Rome, Italy based musician Victor Love of Dope Stars Inc. specializes in mixing Industrial beats and obscure leads with diverse vocals and Doom Metal guitars while he terms his genre as “Minimal Industrial Anti-Pop.” A “Do It Yourself” guy, Love recently did instrumentals, vocals, and mixing all alone for his debut solo EP entitled The Network. He has even produced a video clip for “Doom Trap,” the first track off the EP, solely from his smartphone. With this in mind, Love continues to protest “the current state of the music industry that is failing to support the underground scene” as The Network EP dropped on July 15th.
The Network is a 4-track EP of aggression, and, as Love puts it, “Distorted beats, obscure leads, synth guitars, and no f—s given. Beginning with the aggressive, futuristic “Neo Tokyo Underground,” Love fuses synths with sizzling guitars and drum machines into an anthemic “fight song” of sorts. One gets the sense of walking the streets of Tokyo, the throngs of people weaving in and out of each other like the elements of the tune, or like being at a rave, the lights flashing in tandem with the beat as it alternates hooks with measured dizzying speed. Next, “Doom Trap” is the epitome of what Victor’s fighting against…the industry’s abject ignoring of the rising underground talent with the track’s hypnotizing intro of repetitious synth keys as Victor’s lyrics cut, “How could let my music crack in the hands of these thugs/and I know they ripped me off just like everybody.” The repetition feels like a musical metaphor for the vicious cycle of the industry holding the carrot out to the underground talent, and then, yanking it back, but Love gets the last laugh like a walk-away middle finger with the mini-explosion/implosion sound bite and abrupt silence.
Carrying on with the reality check is “Net Reality.” This track mixes seamlessly from the last with the hypnotizing, repetitive synth keyed intro with a bit of variation tonally as a Hip Hop beat kicks in accompanied by Metal guitars. Victor shows his lyrical prowess, “Give me all you own totality/let me shape your own reality,” as he sings about the falseness of media becoming our gullible reality. The Network’s finale is “Machine Gun,” a Hip Hop/Metal mashup with shades of David Bowie and Trent Reznor’s “I’m Afraid of Americans” tonally with its choppy synths strokes and guitar riffs like machine guns throughout as Love raps about close-mindedness; “So why don’t you care to have new point of view/think of what I’m telling you. Really I won’t f–k you, Dude/give it just a chance.”

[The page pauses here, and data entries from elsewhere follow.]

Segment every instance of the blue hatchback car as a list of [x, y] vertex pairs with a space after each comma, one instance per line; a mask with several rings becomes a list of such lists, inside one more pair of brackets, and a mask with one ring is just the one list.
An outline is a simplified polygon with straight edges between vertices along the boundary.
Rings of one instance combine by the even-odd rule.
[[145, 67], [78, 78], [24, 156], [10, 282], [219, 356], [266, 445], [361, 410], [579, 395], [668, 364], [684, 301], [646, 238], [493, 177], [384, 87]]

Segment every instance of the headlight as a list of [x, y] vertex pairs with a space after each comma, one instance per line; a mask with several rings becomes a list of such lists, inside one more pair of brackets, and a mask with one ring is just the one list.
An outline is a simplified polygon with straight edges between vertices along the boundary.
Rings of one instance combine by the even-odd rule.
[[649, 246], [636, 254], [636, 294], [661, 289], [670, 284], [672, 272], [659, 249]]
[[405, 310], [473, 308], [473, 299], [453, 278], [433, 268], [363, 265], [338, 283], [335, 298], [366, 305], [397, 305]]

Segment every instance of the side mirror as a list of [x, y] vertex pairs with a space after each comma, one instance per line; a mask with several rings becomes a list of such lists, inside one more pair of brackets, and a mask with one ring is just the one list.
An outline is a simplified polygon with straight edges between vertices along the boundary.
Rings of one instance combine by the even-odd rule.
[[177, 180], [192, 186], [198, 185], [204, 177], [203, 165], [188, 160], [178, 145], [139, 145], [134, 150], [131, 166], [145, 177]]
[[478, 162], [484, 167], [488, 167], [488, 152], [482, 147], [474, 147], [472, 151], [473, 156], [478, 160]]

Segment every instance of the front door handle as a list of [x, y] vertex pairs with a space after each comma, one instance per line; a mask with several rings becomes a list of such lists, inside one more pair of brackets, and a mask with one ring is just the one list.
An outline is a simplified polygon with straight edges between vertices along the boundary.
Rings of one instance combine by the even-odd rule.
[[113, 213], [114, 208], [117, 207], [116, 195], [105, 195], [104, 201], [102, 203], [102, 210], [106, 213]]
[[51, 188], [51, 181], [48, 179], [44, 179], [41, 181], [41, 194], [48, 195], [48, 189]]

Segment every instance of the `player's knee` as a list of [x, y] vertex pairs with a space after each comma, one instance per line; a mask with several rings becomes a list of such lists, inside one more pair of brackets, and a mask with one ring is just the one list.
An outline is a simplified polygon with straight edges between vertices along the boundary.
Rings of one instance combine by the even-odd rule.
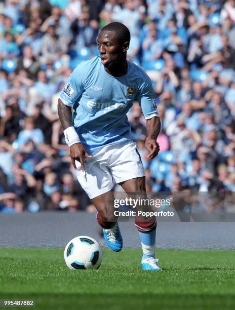
[[145, 180], [144, 178], [138, 178], [136, 182], [136, 191], [146, 191]]

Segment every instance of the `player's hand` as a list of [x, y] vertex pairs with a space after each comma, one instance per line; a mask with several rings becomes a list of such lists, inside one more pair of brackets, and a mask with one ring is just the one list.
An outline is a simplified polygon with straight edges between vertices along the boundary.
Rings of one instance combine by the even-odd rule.
[[156, 156], [160, 149], [159, 144], [154, 139], [148, 138], [147, 138], [145, 141], [145, 147], [149, 152], [149, 153], [147, 156], [149, 159], [152, 159]]
[[89, 155], [86, 150], [82, 143], [75, 143], [71, 145], [70, 148], [70, 157], [72, 164], [74, 169], [76, 169], [75, 161], [80, 162], [83, 171], [85, 170], [85, 158], [92, 158], [92, 156]]

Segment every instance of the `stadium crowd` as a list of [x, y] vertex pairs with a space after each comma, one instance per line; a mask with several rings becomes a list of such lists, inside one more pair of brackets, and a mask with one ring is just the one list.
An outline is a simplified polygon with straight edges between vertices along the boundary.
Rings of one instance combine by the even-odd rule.
[[2, 212], [94, 210], [57, 104], [112, 21], [130, 29], [128, 59], [152, 81], [162, 121], [149, 161], [137, 102], [128, 114], [147, 190], [235, 191], [235, 0], [0, 0]]

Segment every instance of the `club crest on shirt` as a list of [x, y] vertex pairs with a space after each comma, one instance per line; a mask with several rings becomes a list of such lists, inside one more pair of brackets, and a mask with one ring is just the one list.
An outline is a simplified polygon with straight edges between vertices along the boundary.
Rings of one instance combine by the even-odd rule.
[[74, 90], [71, 86], [70, 84], [67, 83], [65, 85], [65, 87], [63, 90], [63, 92], [65, 96], [69, 98], [71, 98], [72, 94], [74, 92]]
[[134, 86], [128, 86], [127, 89], [127, 93], [126, 94], [126, 96], [128, 98], [133, 98], [136, 92], [136, 90]]

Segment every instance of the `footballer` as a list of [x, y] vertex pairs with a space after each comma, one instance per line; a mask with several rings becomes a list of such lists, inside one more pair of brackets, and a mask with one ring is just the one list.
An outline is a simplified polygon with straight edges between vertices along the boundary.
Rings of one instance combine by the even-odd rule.
[[[114, 185], [128, 193], [146, 195], [144, 170], [127, 117], [133, 101], [139, 102], [146, 120], [149, 159], [159, 151], [156, 140], [161, 128], [151, 81], [127, 60], [130, 41], [130, 31], [123, 24], [102, 28], [97, 39], [100, 56], [78, 65], [58, 104], [78, 180], [97, 210], [107, 245], [116, 252], [122, 250], [123, 239], [118, 223], [108, 217]], [[143, 270], [161, 270], [155, 258], [156, 222], [155, 218], [150, 220], [135, 221], [143, 252], [141, 266]]]

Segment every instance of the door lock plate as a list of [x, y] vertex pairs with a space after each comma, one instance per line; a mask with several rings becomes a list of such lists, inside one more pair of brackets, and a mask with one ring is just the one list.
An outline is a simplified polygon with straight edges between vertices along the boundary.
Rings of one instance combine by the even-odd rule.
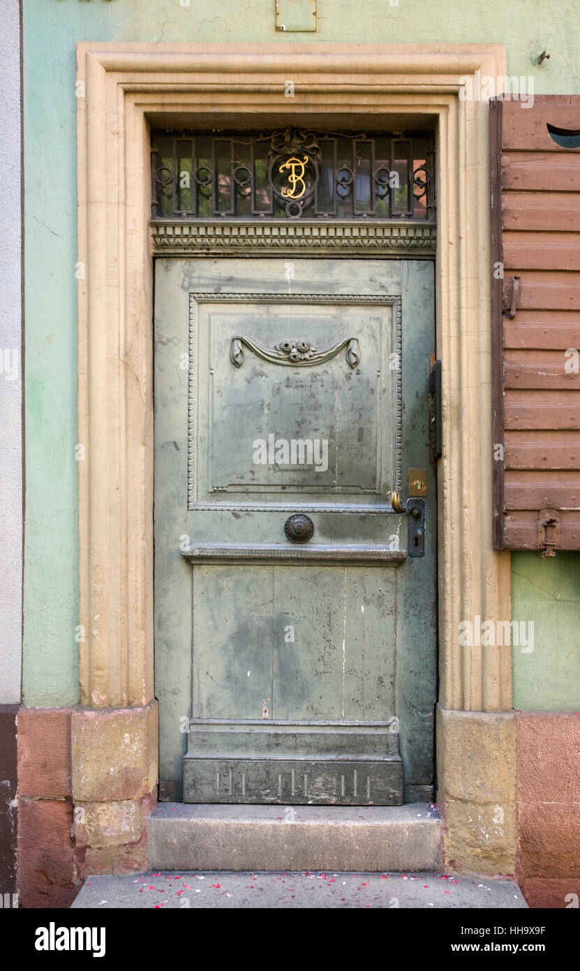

In this world of cookie-cutter, studio fabricated music, if not bands themselves, and if The Network EP is any indication of what the world can expect from a full-length album from Victor Love, the world is in for a musically innovative independent treat bringing the underground scene into the mainstream practically single-handedly. CrypticRock gives The Network 5 out of 5 stars.